Software ist das im Computer, was man (im Gegensatz zur
Hardware) nicht anfassen und in die Hand nehemen kann, also die Programme. Ohne Programme macht ein Computer natürlich viel Spaß – man kann quasi gar nichts machen. Zum Glück gibt es heutzutage zigtausende fertige Programme, die man sich kaufen oder auch legal herunterladen kann. Vor 30 Jahren musste man sich die Software noch selber schreiben – es gab keine Medien, auf denen man Software einfach genug transportieren konnte, um sie anderen zur Verfügung zu stellen. Internet gab es natürlich erst recht nicht. Um einen Computer nutzen zu können, musste man also erst einmal selber Software schreiben können.

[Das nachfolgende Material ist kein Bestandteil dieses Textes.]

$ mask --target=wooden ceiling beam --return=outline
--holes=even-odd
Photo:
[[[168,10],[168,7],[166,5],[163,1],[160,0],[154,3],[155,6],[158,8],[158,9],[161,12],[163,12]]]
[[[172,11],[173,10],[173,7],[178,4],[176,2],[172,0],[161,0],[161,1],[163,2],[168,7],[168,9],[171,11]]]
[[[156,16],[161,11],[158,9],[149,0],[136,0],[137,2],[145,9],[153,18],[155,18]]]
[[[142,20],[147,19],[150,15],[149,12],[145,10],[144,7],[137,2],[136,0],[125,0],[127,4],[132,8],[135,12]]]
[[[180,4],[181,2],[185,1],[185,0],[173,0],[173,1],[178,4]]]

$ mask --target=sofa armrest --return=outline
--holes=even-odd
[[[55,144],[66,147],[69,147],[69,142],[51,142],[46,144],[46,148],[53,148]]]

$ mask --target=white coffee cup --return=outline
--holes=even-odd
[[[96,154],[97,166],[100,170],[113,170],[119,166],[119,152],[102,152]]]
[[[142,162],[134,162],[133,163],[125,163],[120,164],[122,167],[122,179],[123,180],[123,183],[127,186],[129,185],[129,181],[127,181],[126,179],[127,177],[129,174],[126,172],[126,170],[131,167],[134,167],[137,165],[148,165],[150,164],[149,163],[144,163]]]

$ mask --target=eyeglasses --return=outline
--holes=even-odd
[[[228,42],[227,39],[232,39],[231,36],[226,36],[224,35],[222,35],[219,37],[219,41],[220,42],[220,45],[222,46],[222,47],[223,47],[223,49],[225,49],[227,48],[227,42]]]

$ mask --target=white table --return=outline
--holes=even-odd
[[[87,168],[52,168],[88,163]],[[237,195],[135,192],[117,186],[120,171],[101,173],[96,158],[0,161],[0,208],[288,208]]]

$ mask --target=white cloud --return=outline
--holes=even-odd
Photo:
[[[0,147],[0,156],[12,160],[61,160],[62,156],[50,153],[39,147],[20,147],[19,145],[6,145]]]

Heutzutage ist das glücklicherweise alles anders. Man braucht sich keine Programme mehr selber zu schreiben, denn es gibt sie zuhauf im Internet, zu einem großen Teil kostenlos – Freeware. Ein Ableger der Freeware ist das Prinzip OpenSource. Das basiert auf einem kollaborativen Ansatz – der Quellcode ist offen zugänglich und jeder darf daran mitarbeiten, und natürlich ist das Programm dann für den Endbenutzer kostenlos. OpenSource wird weltweit immer populärer – VLC Media Player, Gimp und das
Betriebssystem Linux werden inzwischen wirklich oft verwendet.

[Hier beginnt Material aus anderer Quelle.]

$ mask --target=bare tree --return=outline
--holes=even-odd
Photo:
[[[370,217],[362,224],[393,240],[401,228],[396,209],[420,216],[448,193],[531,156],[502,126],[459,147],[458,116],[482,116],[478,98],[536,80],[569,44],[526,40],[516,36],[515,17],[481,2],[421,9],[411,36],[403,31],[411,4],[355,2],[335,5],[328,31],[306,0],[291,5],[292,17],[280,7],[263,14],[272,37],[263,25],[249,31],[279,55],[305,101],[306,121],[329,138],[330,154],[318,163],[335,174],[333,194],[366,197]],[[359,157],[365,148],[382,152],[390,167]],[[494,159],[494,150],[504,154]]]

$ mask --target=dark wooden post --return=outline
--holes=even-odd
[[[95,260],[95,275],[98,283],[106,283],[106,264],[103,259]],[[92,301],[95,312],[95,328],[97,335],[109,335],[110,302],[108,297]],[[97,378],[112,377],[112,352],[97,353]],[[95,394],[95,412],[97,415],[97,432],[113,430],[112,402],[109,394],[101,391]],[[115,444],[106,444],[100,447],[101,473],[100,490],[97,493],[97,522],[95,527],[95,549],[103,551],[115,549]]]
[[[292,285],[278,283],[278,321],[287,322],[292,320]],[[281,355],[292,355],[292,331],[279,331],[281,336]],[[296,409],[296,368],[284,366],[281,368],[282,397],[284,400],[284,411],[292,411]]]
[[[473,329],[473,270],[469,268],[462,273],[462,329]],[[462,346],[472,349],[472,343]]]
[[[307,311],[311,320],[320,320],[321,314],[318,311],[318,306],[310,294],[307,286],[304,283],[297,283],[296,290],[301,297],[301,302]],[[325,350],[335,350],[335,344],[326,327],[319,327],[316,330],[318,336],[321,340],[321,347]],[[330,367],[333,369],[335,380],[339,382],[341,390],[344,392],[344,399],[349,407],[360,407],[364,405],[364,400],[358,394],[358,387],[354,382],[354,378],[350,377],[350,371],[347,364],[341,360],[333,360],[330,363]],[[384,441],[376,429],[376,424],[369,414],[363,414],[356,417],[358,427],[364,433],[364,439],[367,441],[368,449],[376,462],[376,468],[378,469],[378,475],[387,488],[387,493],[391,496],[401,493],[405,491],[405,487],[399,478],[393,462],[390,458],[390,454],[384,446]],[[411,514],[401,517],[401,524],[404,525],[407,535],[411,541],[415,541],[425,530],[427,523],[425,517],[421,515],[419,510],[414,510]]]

Ein großer Teil der verfügbaren Software kostet aber immer noch Geld. Viele Programme kosten tausende von Euro, die aber dann hauptsächlich für den professionellen Einsatz gedacht sind.

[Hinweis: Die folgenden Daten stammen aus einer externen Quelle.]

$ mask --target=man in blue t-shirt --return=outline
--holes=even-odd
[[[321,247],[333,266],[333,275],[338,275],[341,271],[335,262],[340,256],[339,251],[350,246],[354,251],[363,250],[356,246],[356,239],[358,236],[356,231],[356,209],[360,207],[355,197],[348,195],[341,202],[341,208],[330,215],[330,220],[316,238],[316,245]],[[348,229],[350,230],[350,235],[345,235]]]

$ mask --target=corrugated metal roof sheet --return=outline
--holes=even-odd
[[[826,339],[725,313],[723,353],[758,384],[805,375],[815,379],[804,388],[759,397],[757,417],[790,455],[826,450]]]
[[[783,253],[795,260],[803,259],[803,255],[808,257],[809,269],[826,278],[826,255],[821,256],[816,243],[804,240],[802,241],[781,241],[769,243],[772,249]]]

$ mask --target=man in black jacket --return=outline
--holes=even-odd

Computerspiele werden auf dem IT-Markt immer wichtiger und die Spiele grafisch immer anspruchsvoller. Allerdings häufen sich damit auch die
Probleme – hier werden sie gelöst.
Dann gibt es natürlich noch die Art von Programmen, die man nicht unbedingt haben will, die aber nötig sind, damit im
Computer alles rund läuft – Virenscanner beispielsweise, oder Defragmentierungsprogramme, die die Festplatte aufräumen.